League City Council approves criteria change for children’s books in the city library

The policy will prohibit the city from spending tax dollars on children’s books that feature “obscenity or other harmful content.”

Huntsville Public Library-Banned Books
John Rhine
FILE: A “Banned Books Week” display, highlighting books that have been banned by governments and school districts, at the Huntsville Public Library. League City approved a policy prohibiting the city from spending tax dollars on children’s books with certain topics.

League City Council on Tuesday evening approved a policy prohibiting the city from spending tax dollars on children’s books that feature certain topics.

The measure will prevent tax dollars be spent on “the purchase, display, or stocking of books or other library materials” that features “obscenity or other harmful content,” such as “ideologue human sexuality” and “gender ideology,” as well as pedophilia, incest and rape.

“What we’re not trying to do here is to ban books,” said League City Mayor Nick Long. “We’re not trying to move books just because it has gay characters.”

During Tuesday’s council meeting, a majority of more than 60 speakers opposed passing the measure. Residents like Saultczy Bleu said certain books allow children to be exposed to a variety of cultures and ideas that they wouldn't otherwise experience.

“I can’t believe in this day and age, I’m having to come before you guys and say ‘Please don’t ban books,'” Bleu said.

Despite the opposition, the measure passed 4-3.

The policy would also allow residents to challenge the display or stocking of books that they deem obscene or harmful to children. A “community standards review committee,” created by League City Council, would then review that challenge and decide whether to restrict access to the book. If the challenge is denied, the resident would be able to appeal the decision.

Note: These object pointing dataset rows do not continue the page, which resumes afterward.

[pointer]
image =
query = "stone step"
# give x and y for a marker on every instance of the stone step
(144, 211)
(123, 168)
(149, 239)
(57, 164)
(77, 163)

The news comes as an increasing number of books continue to be banned from school districts and libraries throughout the country due to subject matter deemed inappropriate for students.

A recent report from PEN America found that Texas currently leads the country in the amount of banned books — with 801 bans throughout 22 districts in the state. Nationally, 2,532 individual books were banned from July 2021 to June 2022, according to the report.